From: skaller <skaller@users.sourceforge.net>
To: Francois.Pottier@inria.fr
Cc: caml-list@inria.fr
Subject: Re: [Caml-list] menhir
Date: Thu, 03 May 2007 02:29:17 +1000 [thread overview]
Message-ID: <1178123357.6486.49.camel@rosella.wigram> (raw)
In-Reply-To: <20070502123058.GC21560@yquem.inria.fr>
On Wed, 2007-05-02 at 14:30 +0200, Francois Pottier wrote:
> Hello,
>
> On Wed, May 02, 2007 at 06:41:44PM +1000, skaller wrote:
> > Exactly. In Ocamlyacc it is named 'eof', and you can use that
> > token in your productions.
>
> As far as I know, this is incorrect. ocamlyacc does not have a predefined
> eof token. Perhaps you are thinking of ocamllex, which has an eof pattern.
I believe you're right, I apologise for confusion.
> > compilation_unit:
> > | statement_aster ENDMARKER { $1 }
> >
> > where no non-terminal on which statements_aster depends
> > has a production containing ENDMARKER or # (eof).
> >
> > Therefore, there is no conflict. When compilation_unit
> > is reduced the parser returns, the next token, whether
> > it is # or any other, is irrelevant.
>
> Good. I seem to agree with you. Menhir should not report an end-of-stream
> conflict here. So, what does it report?
Built an LR(0) automaton with 1416 states.
Built an LR(1) automaton with 2009 states.

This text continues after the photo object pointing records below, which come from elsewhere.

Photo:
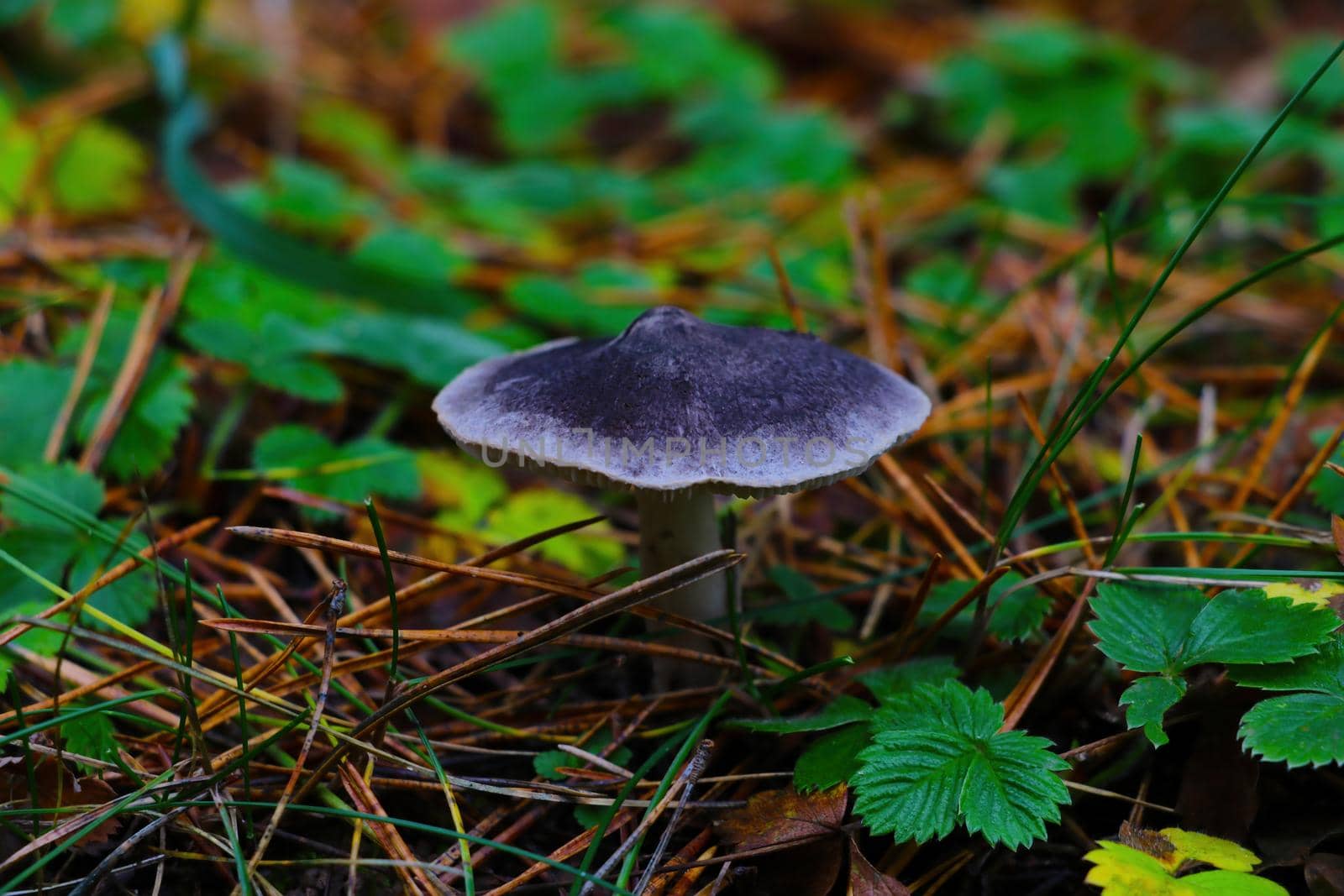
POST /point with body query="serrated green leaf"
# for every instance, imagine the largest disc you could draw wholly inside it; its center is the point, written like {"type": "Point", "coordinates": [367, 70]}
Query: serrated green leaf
{"type": "Point", "coordinates": [803, 605]}
{"type": "Point", "coordinates": [1211, 851]}
{"type": "Point", "coordinates": [831, 759]}
{"type": "Point", "coordinates": [1327, 486]}
{"type": "Point", "coordinates": [353, 129]}
{"type": "Point", "coordinates": [81, 22]}
{"type": "Point", "coordinates": [1018, 611]}
{"type": "Point", "coordinates": [938, 759]}
{"type": "Point", "coordinates": [308, 196]}
{"type": "Point", "coordinates": [100, 170]}
{"type": "Point", "coordinates": [275, 250]}
{"type": "Point", "coordinates": [589, 553]}
{"type": "Point", "coordinates": [65, 481]}
{"type": "Point", "coordinates": [1169, 629]}
{"type": "Point", "coordinates": [1124, 871]}
{"type": "Point", "coordinates": [1148, 700]}
{"type": "Point", "coordinates": [405, 251]}
{"type": "Point", "coordinates": [1229, 883]}
{"type": "Point", "coordinates": [464, 488]}
{"type": "Point", "coordinates": [1321, 672]}
{"type": "Point", "coordinates": [349, 472]}
{"type": "Point", "coordinates": [158, 412]}
{"type": "Point", "coordinates": [1301, 728]}
{"type": "Point", "coordinates": [890, 683]}
{"type": "Point", "coordinates": [33, 396]}
{"type": "Point", "coordinates": [842, 711]}
{"type": "Point", "coordinates": [91, 735]}
{"type": "Point", "coordinates": [299, 376]}
{"type": "Point", "coordinates": [1247, 626]}
{"type": "Point", "coordinates": [20, 149]}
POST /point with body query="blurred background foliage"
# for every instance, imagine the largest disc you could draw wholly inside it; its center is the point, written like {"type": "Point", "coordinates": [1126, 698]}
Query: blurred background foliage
{"type": "Point", "coordinates": [386, 192]}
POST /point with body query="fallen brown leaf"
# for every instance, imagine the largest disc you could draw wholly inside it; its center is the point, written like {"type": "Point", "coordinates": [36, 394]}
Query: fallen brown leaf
{"type": "Point", "coordinates": [866, 880]}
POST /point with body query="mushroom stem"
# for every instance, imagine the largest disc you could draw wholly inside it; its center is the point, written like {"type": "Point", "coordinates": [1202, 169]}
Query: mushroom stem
{"type": "Point", "coordinates": [676, 527]}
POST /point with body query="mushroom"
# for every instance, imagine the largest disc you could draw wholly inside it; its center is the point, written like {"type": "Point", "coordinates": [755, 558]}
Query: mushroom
{"type": "Point", "coordinates": [680, 410]}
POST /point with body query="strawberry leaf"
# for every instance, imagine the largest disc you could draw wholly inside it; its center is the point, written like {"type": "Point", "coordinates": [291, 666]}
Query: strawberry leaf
{"type": "Point", "coordinates": [940, 761]}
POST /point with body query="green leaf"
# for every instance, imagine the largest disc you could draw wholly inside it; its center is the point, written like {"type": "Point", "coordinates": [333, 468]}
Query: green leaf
{"type": "Point", "coordinates": [890, 683]}
{"type": "Point", "coordinates": [1124, 871]}
{"type": "Point", "coordinates": [403, 251]}
{"type": "Point", "coordinates": [33, 396]}
{"type": "Point", "coordinates": [66, 483]}
{"type": "Point", "coordinates": [465, 488]}
{"type": "Point", "coordinates": [308, 196]}
{"type": "Point", "coordinates": [803, 605]}
{"type": "Point", "coordinates": [82, 22]}
{"type": "Point", "coordinates": [1169, 629]}
{"type": "Point", "coordinates": [831, 759]}
{"type": "Point", "coordinates": [1148, 700]}
{"type": "Point", "coordinates": [842, 711]}
{"type": "Point", "coordinates": [589, 553]}
{"type": "Point", "coordinates": [13, 9]}
{"type": "Point", "coordinates": [1142, 627]}
{"type": "Point", "coordinates": [938, 761]}
{"type": "Point", "coordinates": [45, 642]}
{"type": "Point", "coordinates": [1018, 611]}
{"type": "Point", "coordinates": [307, 459]}
{"type": "Point", "coordinates": [275, 250]}
{"type": "Point", "coordinates": [1301, 728]}
{"type": "Point", "coordinates": [555, 301]}
{"type": "Point", "coordinates": [98, 170]}
{"type": "Point", "coordinates": [1327, 486]}
{"type": "Point", "coordinates": [1300, 60]}
{"type": "Point", "coordinates": [20, 150]}
{"type": "Point", "coordinates": [1043, 190]}
{"type": "Point", "coordinates": [676, 50]}
{"type": "Point", "coordinates": [353, 129]}
{"type": "Point", "coordinates": [299, 376]}
{"type": "Point", "coordinates": [1321, 672]}
{"type": "Point", "coordinates": [1247, 626]}
{"type": "Point", "coordinates": [91, 735]}
{"type": "Point", "coordinates": [65, 553]}
{"type": "Point", "coordinates": [156, 416]}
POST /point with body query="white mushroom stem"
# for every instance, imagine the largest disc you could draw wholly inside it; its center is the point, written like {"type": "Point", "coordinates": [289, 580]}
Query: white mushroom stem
{"type": "Point", "coordinates": [676, 527]}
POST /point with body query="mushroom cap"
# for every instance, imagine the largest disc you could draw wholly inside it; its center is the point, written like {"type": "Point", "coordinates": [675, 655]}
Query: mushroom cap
{"type": "Point", "coordinates": [675, 403]}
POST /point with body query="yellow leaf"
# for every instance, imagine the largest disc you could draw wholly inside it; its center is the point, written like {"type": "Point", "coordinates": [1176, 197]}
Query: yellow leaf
{"type": "Point", "coordinates": [1124, 871]}
{"type": "Point", "coordinates": [1213, 851]}
{"type": "Point", "coordinates": [1314, 591]}
{"type": "Point", "coordinates": [145, 19]}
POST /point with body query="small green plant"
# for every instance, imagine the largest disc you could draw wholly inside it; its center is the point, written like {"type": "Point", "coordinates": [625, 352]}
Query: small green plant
{"type": "Point", "coordinates": [1155, 864]}
{"type": "Point", "coordinates": [1171, 629]}
{"type": "Point", "coordinates": [1299, 728]}
{"type": "Point", "coordinates": [938, 761]}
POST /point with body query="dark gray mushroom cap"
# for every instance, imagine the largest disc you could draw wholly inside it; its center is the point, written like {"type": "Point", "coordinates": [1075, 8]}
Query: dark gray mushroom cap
{"type": "Point", "coordinates": [676, 403]}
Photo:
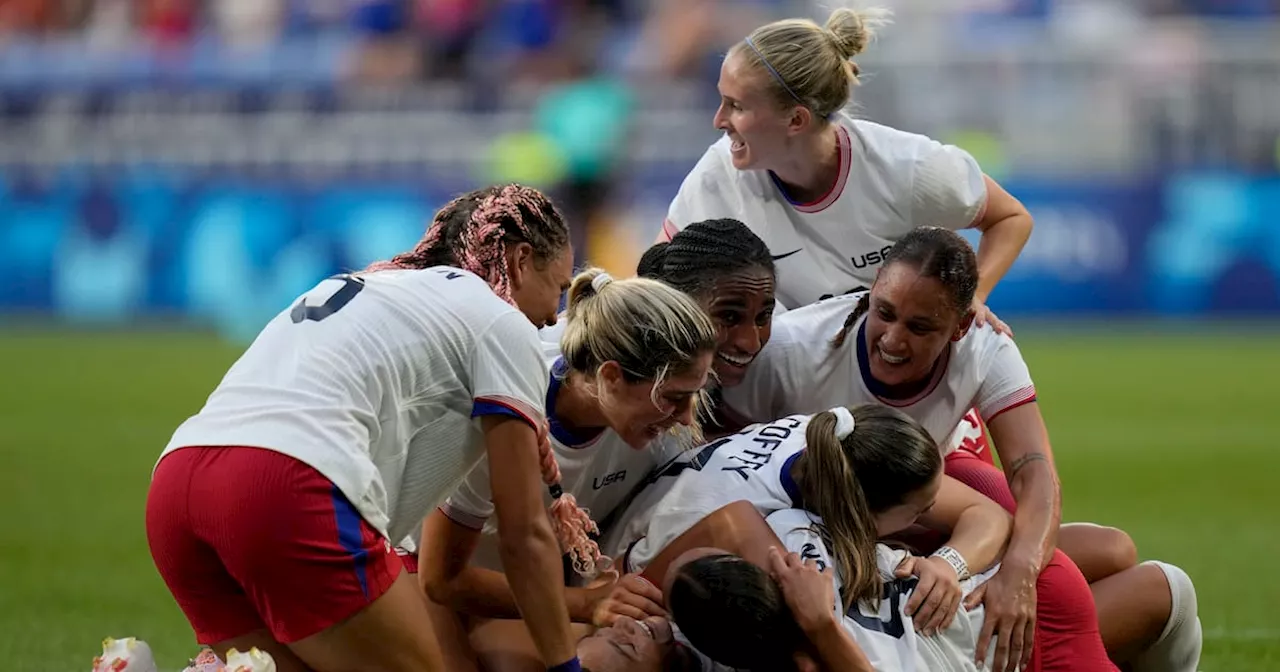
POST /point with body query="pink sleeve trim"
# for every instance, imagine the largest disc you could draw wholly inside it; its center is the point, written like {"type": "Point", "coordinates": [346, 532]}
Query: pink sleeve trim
{"type": "Point", "coordinates": [1009, 402]}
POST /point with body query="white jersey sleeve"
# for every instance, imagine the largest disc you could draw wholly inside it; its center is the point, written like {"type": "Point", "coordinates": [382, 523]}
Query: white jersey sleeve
{"type": "Point", "coordinates": [510, 371]}
{"type": "Point", "coordinates": [1006, 383]}
{"type": "Point", "coordinates": [949, 188]}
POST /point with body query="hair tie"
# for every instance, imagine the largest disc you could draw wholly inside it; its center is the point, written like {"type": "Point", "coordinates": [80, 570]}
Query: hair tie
{"type": "Point", "coordinates": [844, 421]}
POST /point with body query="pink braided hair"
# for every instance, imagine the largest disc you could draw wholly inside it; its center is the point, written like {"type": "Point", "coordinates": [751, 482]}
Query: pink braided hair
{"type": "Point", "coordinates": [483, 251]}
{"type": "Point", "coordinates": [483, 238]}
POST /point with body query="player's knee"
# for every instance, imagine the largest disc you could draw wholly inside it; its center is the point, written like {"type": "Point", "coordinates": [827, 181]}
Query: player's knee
{"type": "Point", "coordinates": [1098, 551]}
{"type": "Point", "coordinates": [1116, 551]}
{"type": "Point", "coordinates": [1064, 600]}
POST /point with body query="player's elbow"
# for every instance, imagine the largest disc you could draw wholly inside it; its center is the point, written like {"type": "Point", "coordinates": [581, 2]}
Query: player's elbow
{"type": "Point", "coordinates": [525, 535]}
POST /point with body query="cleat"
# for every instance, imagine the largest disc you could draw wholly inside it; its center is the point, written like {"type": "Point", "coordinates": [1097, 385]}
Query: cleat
{"type": "Point", "coordinates": [254, 661]}
{"type": "Point", "coordinates": [126, 654]}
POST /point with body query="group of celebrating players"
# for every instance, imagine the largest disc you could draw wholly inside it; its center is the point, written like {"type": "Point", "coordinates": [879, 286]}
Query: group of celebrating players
{"type": "Point", "coordinates": [767, 451]}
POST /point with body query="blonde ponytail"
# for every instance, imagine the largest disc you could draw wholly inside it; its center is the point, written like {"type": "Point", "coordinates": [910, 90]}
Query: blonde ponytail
{"type": "Point", "coordinates": [831, 489]}
{"type": "Point", "coordinates": [854, 469]}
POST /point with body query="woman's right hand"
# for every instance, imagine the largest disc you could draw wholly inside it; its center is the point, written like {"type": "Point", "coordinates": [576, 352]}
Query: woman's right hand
{"type": "Point", "coordinates": [632, 597]}
{"type": "Point", "coordinates": [810, 593]}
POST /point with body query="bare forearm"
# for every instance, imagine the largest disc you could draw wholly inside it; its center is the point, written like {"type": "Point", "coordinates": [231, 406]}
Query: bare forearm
{"type": "Point", "coordinates": [997, 250]}
{"type": "Point", "coordinates": [535, 572]}
{"type": "Point", "coordinates": [1040, 511]}
{"type": "Point", "coordinates": [979, 542]}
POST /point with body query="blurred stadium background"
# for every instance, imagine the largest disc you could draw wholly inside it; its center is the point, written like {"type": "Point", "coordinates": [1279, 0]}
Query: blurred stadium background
{"type": "Point", "coordinates": [174, 172]}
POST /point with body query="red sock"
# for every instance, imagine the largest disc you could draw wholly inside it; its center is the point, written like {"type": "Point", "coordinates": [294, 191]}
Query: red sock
{"type": "Point", "coordinates": [1066, 621]}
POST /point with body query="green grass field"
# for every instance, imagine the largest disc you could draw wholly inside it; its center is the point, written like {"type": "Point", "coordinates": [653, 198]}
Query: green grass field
{"type": "Point", "coordinates": [1170, 438]}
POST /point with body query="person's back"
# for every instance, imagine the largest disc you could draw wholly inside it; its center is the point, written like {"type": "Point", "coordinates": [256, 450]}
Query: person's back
{"type": "Point", "coordinates": [360, 369]}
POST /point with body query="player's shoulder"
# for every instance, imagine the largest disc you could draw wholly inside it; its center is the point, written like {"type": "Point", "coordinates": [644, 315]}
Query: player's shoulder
{"type": "Point", "coordinates": [883, 140]}
{"type": "Point", "coordinates": [983, 344]}
{"type": "Point", "coordinates": [786, 521]}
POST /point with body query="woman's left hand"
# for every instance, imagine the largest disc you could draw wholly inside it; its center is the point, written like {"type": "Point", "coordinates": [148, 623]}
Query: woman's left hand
{"type": "Point", "coordinates": [810, 593]}
{"type": "Point", "coordinates": [1009, 613]}
{"type": "Point", "coordinates": [982, 315]}
{"type": "Point", "coordinates": [936, 599]}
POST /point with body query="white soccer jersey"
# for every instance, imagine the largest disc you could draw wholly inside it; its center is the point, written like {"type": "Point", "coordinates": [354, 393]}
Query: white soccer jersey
{"type": "Point", "coordinates": [374, 380]}
{"type": "Point", "coordinates": [753, 465]}
{"type": "Point", "coordinates": [890, 182]}
{"type": "Point", "coordinates": [799, 371]}
{"type": "Point", "coordinates": [600, 471]}
{"type": "Point", "coordinates": [887, 635]}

Warning: 145 states have an end-of-stream conflict.
Can I send you the file?
[signature of parser]
> I believe this is a separate issue.
Yes, I agree.
> You are right in saying that the historic
> signature, which involves lexbuf, is dubious. Following your suggestion, we
> could just as well use
>
> parser: (state -> token * state) -> state -> ast * state
>
> if we wish to promote a purely functional style (where values of type
> state are immutable), or just
>
> parser: (unit -> token) -> ast
>
> if we are willing to accept mutable state. (I am sweeping the issue of
> locations under the rug; we should use token * location instead of just
> token.)
Or forget it, which is the approach taken by Felix: every token
contains its location: the user can organise this. This has the
advantage of not specifying a particular location format.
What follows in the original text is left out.